Thursday, April 23, 2009

So now I suck at what I do. Brilliant.

Next week I will have my first parent conference. This student, ("Jimmy", for the sake of simplicity), is a good kid. He's personable, funny, and really bright. He's also really fucking lazy. The first week I was here he asked me every day to go get something out of his locker, and only after threatening him with detention and manual labor did he start to come to class prepared. I mean, c'mon... it's an English class and we're reading a novel. You *should* know that you're going to need the book in class.Especially since it's To Kill a Mockingbird which takes about three years to get through.

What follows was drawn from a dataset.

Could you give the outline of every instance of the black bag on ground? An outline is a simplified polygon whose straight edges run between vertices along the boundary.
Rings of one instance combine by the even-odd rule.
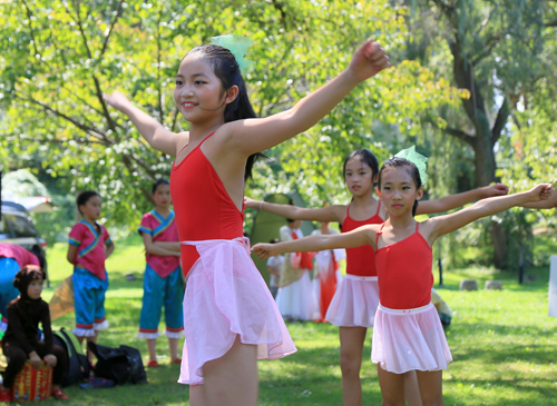
[[[91,367],[74,333],[62,327],[59,331],[53,331],[53,341],[68,355],[68,369],[63,373],[61,386],[66,387],[87,379]]]
[[[111,348],[90,341],[87,345],[97,357],[95,376],[114,380],[117,385],[147,382],[141,354],[137,348],[125,345]]]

At the end of the unit, all the kids had to write a thesis paper. And by paper, I mean essay. A five paragraph essay. And we gave them everything they needed: we gave them a list of topics to choose from. We gave them a study guide which they filled out through the entire 10 weeks of reading, with room to write quotes and page numbers. We gave them a huge packet with graphic organizers to get their ideas on paper and work with them to make them cohesive. We showed them that, with a three pronged thesis, each paragraph should deal with one idea of the thesis statement. Topic sentences for each paragraph should relate directly to said thesis. Examples should support the topic sentence, which supports the thesis. We offered our advice and help; we did everything short of write the damn thing for them.

We spent what seemed like DAYS in the computer lab. And you know what happens to kids on computers.... Jimmy was no exception. Of all the students, he was one of the worst offenders of violating the "NO FUCKING INTERNET" rule. So when I got his rough draft, I was not in the least surprised to see a haphazardly slapped together paper without a thesis, correct punctuation, supporting details, and the two quotes required from the book.

He got a 2 out of 60.

I really hemmed and hawed about giving him such a low score. It's not that the kid didn't earn it. But it's such a drastic score...his grade in the class was fairly high- a B- and I didn't want to fuck that up. On the other hand, he didn't do the most basic requirements. He was online instead.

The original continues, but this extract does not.